Nova diretriz orienta como medir pressão arterial dentro e fora de consultório

A SBC (Sociedade Brasileira de Cardiologia) lança, nesta sexta-feira (12), uma nova diretriz com formas de medição da pressão arterial para melhorar o diagnóstico de hipertensão. De acordo com as novas Diretrizes Brasileiras de Medidas da Pressão Arterial Dentro e Fora do Consultório, o diagnóstico definitivo de hipertensão arterial não deve considerar apenas os resultados obtidos nas medidas realizadas em consultórios.

O documento destaca a diferença entre a medida de pressão feita no consultório médico e aquela que é analisada no cotidiano do paciente. Isso porque, em algumas situações, a pressão arterial de um paciente pode ser mais alta no consultório médico, uma situação que pode gerar estresse e ansiedade, mas no seu dia a dia o indivíduo apresenta a pressão controlada. Neste caso, um diagnóstico de hipertensão poderia levar à medicação incorreta.

Por outro lado, pacientes com pressão arterial que não têm o controle em residência e apresentam pressão arterial baixa no consultório não seriam corretamente diagnosticados –no Brasil, a prevalência de hipertensão é de quase 24%, segundo o relatório Estatística Cardiovascular da SBC, de 2023.

A diretriz visa minimizar essas diferenças, evitando os dois casos, chamados de “hipertensos de avental branco” -casos com hipertensão no consultório, mas que não possuem a condição- e “hipertensos mascarados” -pacientes com diagnóstico, mas que não apresentam o sinal em frente ao médico.

A publicação é um conjunto de evidências reunido por 67 profissionais de diversas especialidades para ajudar na medição de pressão arterial dentro e fora do consultório.

A hipertensão arterial é um dos principais fatores de risco modificáveis para morte e incapacidade no mundo, sendo um dos maiores fatores de risco para AVC (acidente vascular cerebral), doenças cardíacas (como doença coronariana arterial) e insuficiência renal.

Segundo o cardiologista Audes Feitosa, coordenador-geral da diretriz, é importante considerar diversos fatores antes do diagnóstico final de hipertensão. “A medida da pressão no consultório é um pouco mais frágil. A medida mais fidedigna seria uma medida fora do consultório, que o paciente faz em casa. Por isso, consideramos também algumas diferenças nos valores”, explica.
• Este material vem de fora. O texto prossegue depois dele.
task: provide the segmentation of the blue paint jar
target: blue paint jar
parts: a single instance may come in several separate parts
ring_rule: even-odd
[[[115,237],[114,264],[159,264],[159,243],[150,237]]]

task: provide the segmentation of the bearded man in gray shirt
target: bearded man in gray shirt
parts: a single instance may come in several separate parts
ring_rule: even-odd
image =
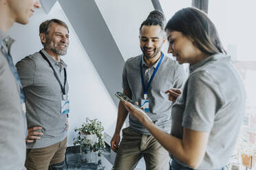
[[[168,89],[180,88],[186,79],[183,66],[166,56],[161,47],[166,41],[165,18],[152,11],[140,27],[142,54],[129,58],[122,71],[123,93],[138,101],[154,123],[167,132],[171,131],[171,109]],[[143,157],[147,169],[169,169],[168,151],[136,118],[129,114],[129,126],[120,133],[128,111],[119,104],[116,131],[111,147],[117,152],[113,170],[134,169]]]
[[[61,60],[69,45],[64,22],[47,20],[39,27],[43,49],[16,66],[25,95],[28,135],[28,169],[65,169],[69,100],[66,64]]]

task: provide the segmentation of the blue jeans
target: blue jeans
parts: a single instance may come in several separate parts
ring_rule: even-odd
[[[170,170],[193,170],[192,168],[186,167],[184,165],[179,164],[174,160],[171,161],[171,165],[170,166]],[[215,170],[225,170],[224,167],[216,169]]]
[[[48,170],[66,170],[67,165],[66,162],[64,161],[61,163],[54,164],[49,166]]]

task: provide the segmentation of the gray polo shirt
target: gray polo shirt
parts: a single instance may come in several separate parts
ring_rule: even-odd
[[[0,31],[0,169],[25,169],[24,123],[20,88],[2,51],[10,51],[13,40]]]
[[[43,53],[55,69],[64,84],[63,60],[56,62],[44,50]],[[66,114],[61,112],[61,88],[49,64],[39,53],[25,57],[16,66],[25,95],[28,127],[43,127],[41,138],[28,143],[27,148],[41,148],[52,145],[67,137]],[[68,93],[68,84],[65,86]]]
[[[140,60],[141,55],[128,59],[122,72],[122,88],[130,90],[132,100],[138,101],[144,99],[144,91],[140,77]],[[158,62],[149,68],[143,61],[142,72],[145,86],[149,81]],[[171,88],[182,88],[186,80],[183,66],[176,61],[164,56],[162,63],[149,88],[147,99],[149,100],[149,112],[147,113],[152,121],[167,132],[171,130],[171,108],[172,102],[164,92]],[[129,114],[130,127],[135,131],[150,134],[149,131],[136,119]]]
[[[245,89],[224,54],[213,55],[190,69],[183,93],[173,106],[171,134],[182,138],[183,127],[209,133],[198,169],[218,169],[226,165],[234,149],[245,111]]]

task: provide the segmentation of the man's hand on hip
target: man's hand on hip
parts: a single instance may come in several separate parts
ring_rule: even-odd
[[[114,151],[117,152],[119,147],[120,142],[120,134],[115,133],[111,140],[111,149]]]
[[[34,126],[28,128],[28,136],[25,139],[26,143],[34,143],[35,140],[41,138],[41,136],[43,134],[43,132],[36,132],[36,130],[41,130],[42,127]]]

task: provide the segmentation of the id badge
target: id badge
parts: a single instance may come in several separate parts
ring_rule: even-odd
[[[70,113],[70,101],[67,95],[63,95],[61,100],[61,114]]]
[[[140,107],[144,108],[146,112],[149,111],[149,99],[141,99],[140,100]]]
[[[22,112],[23,114],[25,114],[25,112],[26,112],[26,108],[25,108],[25,102],[21,104],[21,108],[22,108]]]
Em consultórios, os médicos consideram uma pressão arterial elevada de 140 por 90 mmHg (conhecida por 14 por 9, na linguagem popular). O normal é 120 por 80 mmHg (ou 12 por 8). Já em casa, uma pressão já considerada acima do normal é de 130 por 80 (13 por 8).

Feitosa afirma que existem dois métodos para a medição dentro de casa, a MAPA (monitorização ambulatorial da pressão arterial), onde o paciente faz as medidas durante 24 horas com um aparelho que fica preso à cintura, e a MRPA (monitorização residencial da pressão arterial), cujos valores são medidos por cinco dias às manhãs e às noites com um aparelho. A utilização destas técnicas e equipamentos auxiliam na elaboração de um diagnóstico mais complexo e assertivo, diz o médico.

“O acesso a estes equipamentos se faz necessário e merece um olhar atento. Não é apenas diagnosticar, tem que ter o diagnóstico adequado para, depois, tratar, com acompanhamento, para ter certeza que ele controlou a pressão”, explica. Cerca de dois terços dos pacientes hipertensos no Brasil não controlam de forma adequada a pressão arterial.

Por fim, o médico destaca algumas situações, como anomalias cardíacas ou outras condições genéticas, onde o diagnóstico de hipertensão no consultório já é possível de ser conclusivo. “Salvo nessas outras situações, o ideal é eu confirmar o diagnóstico com a medida da pressão fora do consultório”, diz.

As Novas Diretrizes demonstram que o emprego de técnicas e/ou equipamentos inadequados podem levar a diagnósticos incorretos, tanto subestimando quanto superestimando valores e levando a condutas inadequadas e grandes prejuízos à saúde e à economia das pessoas e dos sistemas de saúde. “É importante dizer que hipertensão é um fator de risco para AVC, infarto e até demência, e que o controle adequado vai minimizar o risco, deixando o paciente com um comportamento semelhante de quem não sofre de hipertensão, basta medir a pressão arterial e fazer o controle de forma adequada”, finaliza.